The Davis-Bacon law originally was designed to block the use of cheap, presumably unskilled labor by itinerant contractors bent on winning federal construction jobs by underbidding the usually local competition. The law sets a "prevailing wage" determined by the Labor Department on a job-by-job basis.

Critics charge that the "prevailing wage" is frequently construed to be the highest union rate paid in an area, which they say unnecessarily adds to federal construction costs. Defenders say that the "prevailing wage" as defined for Davis-Bacon purposes often is lower than union rates, and that workers would be vulnerable to wage-gouging by unscrupulous contractors without the act's protection.

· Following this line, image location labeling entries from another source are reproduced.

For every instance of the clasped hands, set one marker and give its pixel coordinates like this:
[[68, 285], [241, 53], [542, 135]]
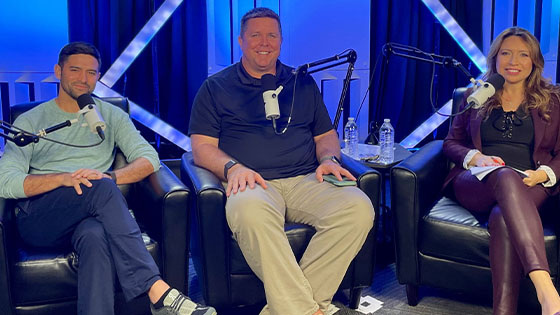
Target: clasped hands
[[533, 177], [82, 176], [239, 176]]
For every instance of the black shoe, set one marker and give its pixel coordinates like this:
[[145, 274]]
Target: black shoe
[[176, 303]]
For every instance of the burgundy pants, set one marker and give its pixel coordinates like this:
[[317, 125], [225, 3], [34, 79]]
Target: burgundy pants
[[516, 232]]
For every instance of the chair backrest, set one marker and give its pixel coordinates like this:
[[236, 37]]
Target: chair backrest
[[458, 95], [19, 109]]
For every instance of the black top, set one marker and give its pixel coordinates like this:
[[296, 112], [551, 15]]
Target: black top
[[230, 106], [509, 135]]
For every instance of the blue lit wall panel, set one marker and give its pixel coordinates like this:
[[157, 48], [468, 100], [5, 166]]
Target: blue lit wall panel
[[31, 34]]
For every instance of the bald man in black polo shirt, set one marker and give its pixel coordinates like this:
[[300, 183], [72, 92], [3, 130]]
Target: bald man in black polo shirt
[[275, 175]]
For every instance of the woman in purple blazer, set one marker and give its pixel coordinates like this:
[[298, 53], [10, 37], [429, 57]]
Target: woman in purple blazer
[[518, 127]]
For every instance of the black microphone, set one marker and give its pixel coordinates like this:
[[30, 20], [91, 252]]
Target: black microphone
[[480, 95], [270, 96], [93, 118], [23, 139]]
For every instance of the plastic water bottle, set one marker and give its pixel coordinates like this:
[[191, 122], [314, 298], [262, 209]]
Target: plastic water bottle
[[351, 138], [386, 142]]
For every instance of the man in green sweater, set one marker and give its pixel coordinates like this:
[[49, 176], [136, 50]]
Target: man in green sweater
[[67, 195]]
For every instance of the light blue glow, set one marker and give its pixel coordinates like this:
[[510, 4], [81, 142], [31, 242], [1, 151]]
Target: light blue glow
[[469, 47], [139, 42], [458, 34], [31, 34], [427, 127], [148, 119]]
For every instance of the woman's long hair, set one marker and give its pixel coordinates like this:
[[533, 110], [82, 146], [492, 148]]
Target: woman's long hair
[[538, 90]]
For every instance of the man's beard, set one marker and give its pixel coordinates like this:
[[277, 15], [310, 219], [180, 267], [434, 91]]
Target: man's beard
[[73, 94]]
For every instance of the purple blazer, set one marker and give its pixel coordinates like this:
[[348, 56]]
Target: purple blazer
[[464, 135]]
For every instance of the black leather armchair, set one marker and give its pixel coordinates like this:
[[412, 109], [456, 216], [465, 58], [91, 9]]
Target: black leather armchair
[[225, 278], [438, 242], [39, 281]]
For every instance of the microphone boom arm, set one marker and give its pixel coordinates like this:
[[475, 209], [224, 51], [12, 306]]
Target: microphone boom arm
[[419, 55], [350, 58]]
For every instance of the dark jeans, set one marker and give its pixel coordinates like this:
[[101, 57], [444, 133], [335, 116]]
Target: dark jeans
[[103, 233], [516, 232]]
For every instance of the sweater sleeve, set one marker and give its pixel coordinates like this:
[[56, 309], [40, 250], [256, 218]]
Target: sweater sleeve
[[14, 165], [129, 140]]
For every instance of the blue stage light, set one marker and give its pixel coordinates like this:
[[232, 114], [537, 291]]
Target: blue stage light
[[139, 42], [472, 51], [127, 57]]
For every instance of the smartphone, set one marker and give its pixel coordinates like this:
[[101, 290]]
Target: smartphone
[[344, 182]]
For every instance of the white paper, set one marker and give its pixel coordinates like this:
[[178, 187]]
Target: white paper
[[481, 171], [369, 304]]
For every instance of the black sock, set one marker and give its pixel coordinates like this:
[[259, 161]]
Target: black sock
[[159, 303]]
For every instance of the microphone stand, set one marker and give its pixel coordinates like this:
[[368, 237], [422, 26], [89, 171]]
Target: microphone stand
[[23, 138], [20, 138], [350, 58], [414, 54], [417, 54]]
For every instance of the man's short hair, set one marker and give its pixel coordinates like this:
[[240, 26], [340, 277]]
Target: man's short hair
[[76, 48], [256, 13]]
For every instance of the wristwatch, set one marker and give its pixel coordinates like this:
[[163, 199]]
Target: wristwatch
[[112, 174], [329, 157], [227, 166]]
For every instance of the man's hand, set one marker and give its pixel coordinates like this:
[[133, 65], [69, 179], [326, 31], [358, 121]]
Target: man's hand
[[535, 177], [480, 159], [82, 177], [238, 178], [330, 167]]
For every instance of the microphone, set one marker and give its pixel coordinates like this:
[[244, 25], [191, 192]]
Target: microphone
[[494, 83], [270, 96], [22, 138], [93, 118]]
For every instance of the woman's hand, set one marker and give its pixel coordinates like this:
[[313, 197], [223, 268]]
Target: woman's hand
[[480, 159], [535, 177]]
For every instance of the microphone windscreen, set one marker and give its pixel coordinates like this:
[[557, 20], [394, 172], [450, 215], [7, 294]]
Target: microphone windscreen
[[84, 100], [268, 82], [496, 80]]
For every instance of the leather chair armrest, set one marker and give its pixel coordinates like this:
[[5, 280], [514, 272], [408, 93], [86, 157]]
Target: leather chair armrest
[[162, 208], [369, 181], [415, 186], [5, 295], [209, 230]]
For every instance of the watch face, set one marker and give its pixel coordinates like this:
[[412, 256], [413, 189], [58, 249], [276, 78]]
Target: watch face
[[228, 165]]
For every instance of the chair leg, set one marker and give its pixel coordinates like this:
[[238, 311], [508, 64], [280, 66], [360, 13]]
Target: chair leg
[[412, 294], [355, 295]]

Both sides cite studies, often the same studies, to support their claims.

The Labor Department last month tried to appease the combatants by offering administrative "reforms" aimed at eliminating the law's objectionable parts, while preserving the law itself. In 80 pages of proposed rules published in the Aug. 14 Federal Register, the department called for redefining the act's "prevailing wage" requirement to reflect more accurately each area's actual construction wage scales; allowing contractors to hire one lower-paid "helper" for every top-scale journeyman, as opposed to the current requirement of seven journeymen to every "helper," and abolishing wage-reporting rules intended to help the government enforce the law.

The suggested compromise angered both sides. Robert A. Georgine, president of the AFL-CIO's building and construction trades department, said the proposed administrative changes would "gut the law." ABC Inc., the industry lobbying group, said that, even with the administration's proposals, "The Davis-Bacon Act will remain a costly burden on the American taxpayer until it is finally repealed."

The administration's peace offering came in the midst of the waiver war that already had begun to yield promising results for the construction companies. At their urging, and with the help of such allies as Sens. John Tower (R-Tex.), chairman of the Armed Services Committee; Strom Thurmond (R-S.C.), chairman of the subcommittee on military construction, and Senate labor subcommittee chairman Don Nickles (R-Okla.), the Armed Services Committee on June 18 amended the 1982 military construction authorization bill to waive Davis-Bacon requirements.

Thurmond claims that the waiver, which would be in force for the duration of all domestic military building projects authorized by the bill, could save the government $400 million. Labor sources say that estimate is groundless.

The measure awaits Senate floor action. Meanwhile, Georgine and his supporters are fighting back with some lobbying of their own. An ad in the October issue of the Columbia Journalism Review, which also ran in Tuesday's Washington Post, asks journalists to take a closer look at organized labor's position on Davis-Bacon and to dismiss the "blind foolishness and blatant propagandism" of industry lobbyists intent on destroying the law.

Still, industry forces opposed to the act are in a noticeably upbeat mood nowadays.

"Labor recognizes that if we ever get that first nail in the coffin, we could tack the lid down," said Rep. Tom Hagedorn (R-Minn.), ranking minority member of the House economic development subcommittee, and a foe of Davis-Bacon. "With the president saying that we need to...get a handle on the budget, support for this act is diminishing rather rapidly. We're a lot closer to repeal than we've ever been before," Hagedorn said.